Dessas visões, as três que são as mais prováveis são: (1), (2) e (6).

3.1. Gálatas 2 = Atos 11:30; 12:25. De acordo com essa visão, temos o seguinte padrão:

Gálatas 1:18 = Atos 9:26-28; Gálatas 2:1-10 = Atos 11:30; 12:25; e Atos 15:1-35 é omitido em

Gálatas, porque Paulo provavelmente escreveu Gálatas antes desta visita acontecer. De acordo

com essa visão, a visita de fome de Paulo e Barnabé em Atos 11:30; 12:25 é idêntico à segunda

visita de Paulo em Gálatas 2. Existem vários argumentos que foram levantados em apoio a isso.
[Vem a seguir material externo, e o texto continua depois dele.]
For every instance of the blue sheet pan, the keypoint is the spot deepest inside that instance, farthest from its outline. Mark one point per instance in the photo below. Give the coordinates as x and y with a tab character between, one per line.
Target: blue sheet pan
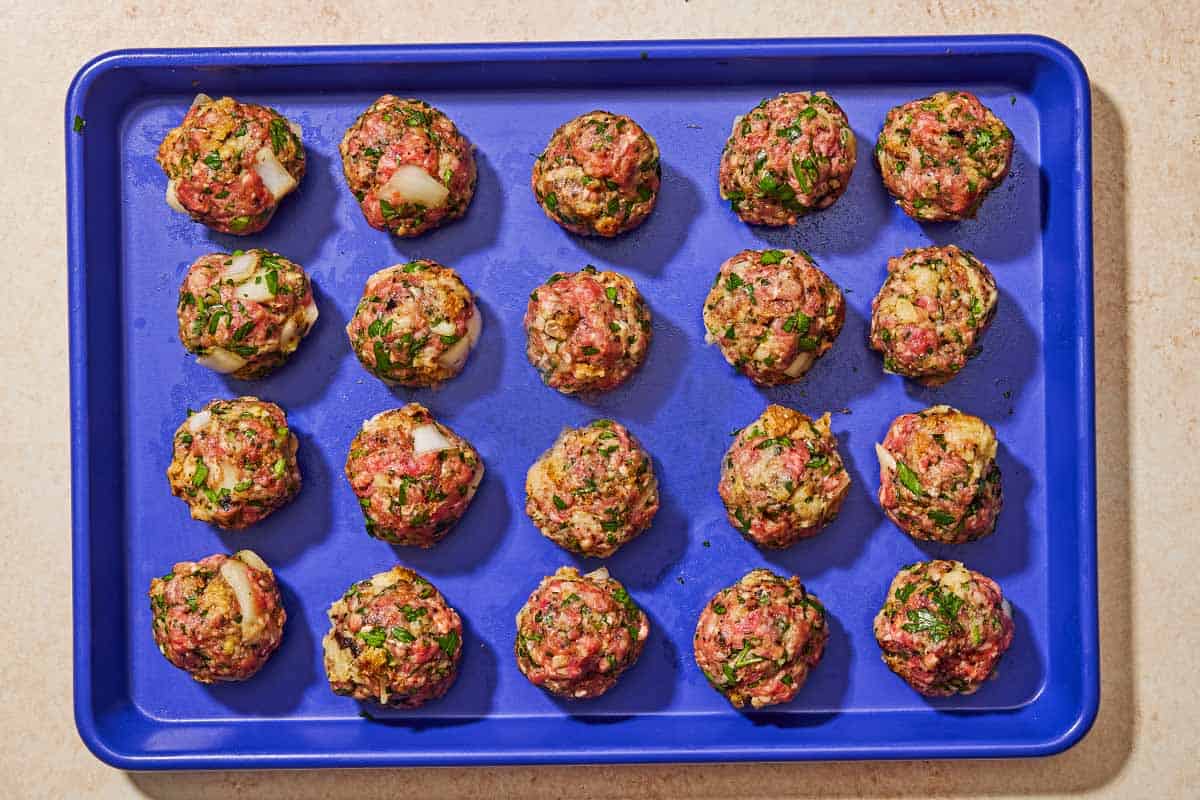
132	384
O mais importante é o fato de que essa visão não requer a omissão de Paulo em Gálatas de

uma visita a Jerusalém entre 1:18 e 2:1-10. Tal omissão, exigida pela terceira visão (ver 3.3

abaixo), o teria exposto à acusação de desonestidade e supressão de fatos, e isso teria

comprometido todo o seu argumento. Essa visão também evita a necessidade de atribuir a

Lucas um erro em seu arranjo das visitas paulinas, como sustenta a próxima visão (ver 3.2

abaixo). Essa visão também indica que o decreto apostólico de Atos 15:22-29 não é

mencionado em Gálatas 2:1-10, e isso sugere que Lucas e Paulo não estão relatando o mesmo

evento. Tanto em Atos 11:27-28 quanto em Gálatas 2:2, a razão de ir a Jerusalém é atribuída a

uma revelação divina. Além disso, existem algumas diferenças entre Atos 15 e Gálatas2, que

sugerem que esses são dois eventos diferentes. De acordo com Gálatas2, Paulo e Barnabé se

reuniram em particular com os líderes da igreja de Jerusalém. Atos 15, no entanto, retrata a

reunião como ocorrendo diante de toda a igreja. Finalmente, argumenta-se que o lapso de

Pedro relatado em Gálatas 2:11-14 é muito mais provável de ter ocorrido antes do Concílio de

Jerusalém de Atos 15 do que depois dele, em outras palavras, o lapso de Pedro é mais

facilmente entendido como ocorrendo após os eventos de Atos 11:30; 12:25 do que depois de

Atos 15:1-11.

3.2. Gálatas 2 = Atos 11:30; 12:25 + Atos 15. Os argumentos a favor dessa visão envolvem a

natureza dupla do relato em Gálatas2. Durante a visita de Gálatas 2, várias questões

importantes foram decididas. Uma envolvia a questão da circuncisão. Os gentios não

precisavam ser circuncidados para se tornarem cristãos (Gl 2:1-3). Isso corresponde bem com

Atos 15:1, 5,13-21. Também naquela visita foi decidido que os cristãos gentios deveriam se

preocupar com as necessidades dos pobres em Jerusalém (Gl 2:10). Isso corresponde ao alívio

dos pobres mencionado em Atos 11:30; 12:25. Essa visão também evita que Paulo tenha

omitido uma referência a uma visita entre Gálatas 1:18 e 2:1-10, como sustenta a próxima visão
(veja 3.3 abaixo). Por outro lado, esta visão atribui um grave erro histórico a Lucas.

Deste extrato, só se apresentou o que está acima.